Również złoty odreagował wcześniejsze osłabienie do 4,1970 zł za euro oraz 2,8300 zł za dolara. Notowania EUR/PLN i USD/PLN spadły dziś w ciągu dnia do poziomów odpowiednio: 4,1600 i 2,7800.
Giełdy amerykańskie otworzyły się jednak na sporych minusach. Rynek walutowy na szczęście nie zareagował na słabe nastroje za Oceanem, a eurodolar około godz. 16.00 pozostawał powyżej poziomu 1,4900. Jeżeli giełdy w USA zdołają odrobić choć część strat z otwarcia, będzie to stanowiło pozytywny sygnał dla rynku.
Na odpowiedź, czy korekta będzie kontynuowana, przyjdzie jednak poczekać do początku przyszłego tygodnia. Dziś bowiem płynność na rynku wciąż może być ograniczona ze względu na krótszą o trzy godziny sesję w USA oraz fakt, iż tamtejsi inwestorzy, mogą przedłużyć sobie weekend i na rynek powrócą dopiero w poniedziałek.

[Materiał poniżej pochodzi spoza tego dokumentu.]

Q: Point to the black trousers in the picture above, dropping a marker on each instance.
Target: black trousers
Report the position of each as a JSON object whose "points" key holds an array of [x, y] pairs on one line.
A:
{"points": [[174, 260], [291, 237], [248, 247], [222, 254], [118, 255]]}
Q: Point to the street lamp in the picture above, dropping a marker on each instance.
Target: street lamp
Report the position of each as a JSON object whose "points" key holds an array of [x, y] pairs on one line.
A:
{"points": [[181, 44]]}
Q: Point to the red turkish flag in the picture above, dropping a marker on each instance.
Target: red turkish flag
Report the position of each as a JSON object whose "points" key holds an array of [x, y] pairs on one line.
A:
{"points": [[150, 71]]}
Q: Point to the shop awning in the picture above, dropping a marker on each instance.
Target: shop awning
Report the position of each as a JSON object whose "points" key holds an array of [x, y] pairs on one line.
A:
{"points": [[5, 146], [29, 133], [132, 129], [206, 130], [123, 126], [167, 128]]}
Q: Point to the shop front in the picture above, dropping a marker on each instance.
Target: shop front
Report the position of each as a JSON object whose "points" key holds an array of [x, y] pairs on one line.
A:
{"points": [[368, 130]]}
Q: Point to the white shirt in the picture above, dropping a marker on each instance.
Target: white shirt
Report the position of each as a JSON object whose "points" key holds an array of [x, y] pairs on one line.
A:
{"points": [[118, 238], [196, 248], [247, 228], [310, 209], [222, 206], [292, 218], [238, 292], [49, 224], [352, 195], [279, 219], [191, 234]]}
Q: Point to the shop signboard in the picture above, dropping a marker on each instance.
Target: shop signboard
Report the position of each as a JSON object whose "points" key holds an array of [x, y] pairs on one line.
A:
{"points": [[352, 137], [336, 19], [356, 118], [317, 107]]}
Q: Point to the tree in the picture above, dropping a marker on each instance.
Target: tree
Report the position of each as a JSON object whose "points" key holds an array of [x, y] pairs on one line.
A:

W poniedziałek również poznamy dane z Polski dotyczące dynamiki PKB w III kwartale bieżącego roku. Choć wzrost gospodarczy jest już w większości zdyskontowany w wycenie złotego, jednak oficjalne potwierdzenie faktu, iż polska gospodarka jako jedyna w Europie uniknęła recesji, powinno wspierać pozytywny sentyment na krajowym rynku.
O tym, czy złoty ostatecznie umocni się w reakcji na dane zadecydują jednak nastroje na rynku globalnym. Jeżeli bowiem będziemy obserwować kontynuację korekty, zapoczątkowanej wczoraj popołudniu, dobre dane z Polski mogą co najwyżej wyhamować deprecjację PLN.